DOE/MICS Mid Year Project Report
Date: Dec 1, 2002
Project Title:
Self-Configuring Network Monitor
Project Type: Base
PI: Deb Agarwal and
Brian Tierney
__________________________________________________________________
Executive summary
Achieving the goals of high performance distributed data
access and computing will require wringing the best possible performance from
the networks. Most existing tools for end-to-end tests of network performance
provide the end user little or no information from intermediate hops within the
network. Without this information, the end-to-end system is unable to identify
and diagnose problems within the network.
The goal of this project is to design and implement a self-configuring
monitoring system that uses special request packets to automatically activate
monitors deployed at the Layer three ingress and egress routers of the ESNet
network and within the end site networks. A principal design goal of the system
is to provide components that are secure, easy to install, and easy to maintain
so that the system does not add a burden to the network’s administration. This
architecture will not require modifications to the application or network
routing infrastructure. Archived monitoring data will help point the way beyond
the handcrafted systems of network testbeds to a production environment that
can routinely support high performance distributed applications.
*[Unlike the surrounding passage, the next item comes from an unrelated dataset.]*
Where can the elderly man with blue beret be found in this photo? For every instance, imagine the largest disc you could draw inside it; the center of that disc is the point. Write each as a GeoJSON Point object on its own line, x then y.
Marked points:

This passive
monitoring system will integrate with active monitoring efforts and provide an
essential component in a complete end-to-end network test and monitoring
capability.
Accomplishments May 2002 to Dec 2002
The focus of the past 6 months has been on performance
issues, both for the packet capture and for the SNCMPlot analysis tool.
We found that the capture daemon was sometimes missing
packets. A thorough analysis of the system showed that this was mainly due to
the fact that we were doing too many memory copies of the packet header and
generating too much data. To address these issues we did the following:
- Performed
a detailed analysis of the SCNM data path and identified the
hardware/software requirements for high-speed data capture.
- Performance analysis and tuning of the performance of the packet
capture daemon, pktd. We found and addressed several key issues associated
with performing packet capture on a high bitrate data stream. These issues include:
- daemon overhead: the packet daemon has to
be as efficient as possible, in order to ensure the minimum amount of
work is carried out on a per-packet basis.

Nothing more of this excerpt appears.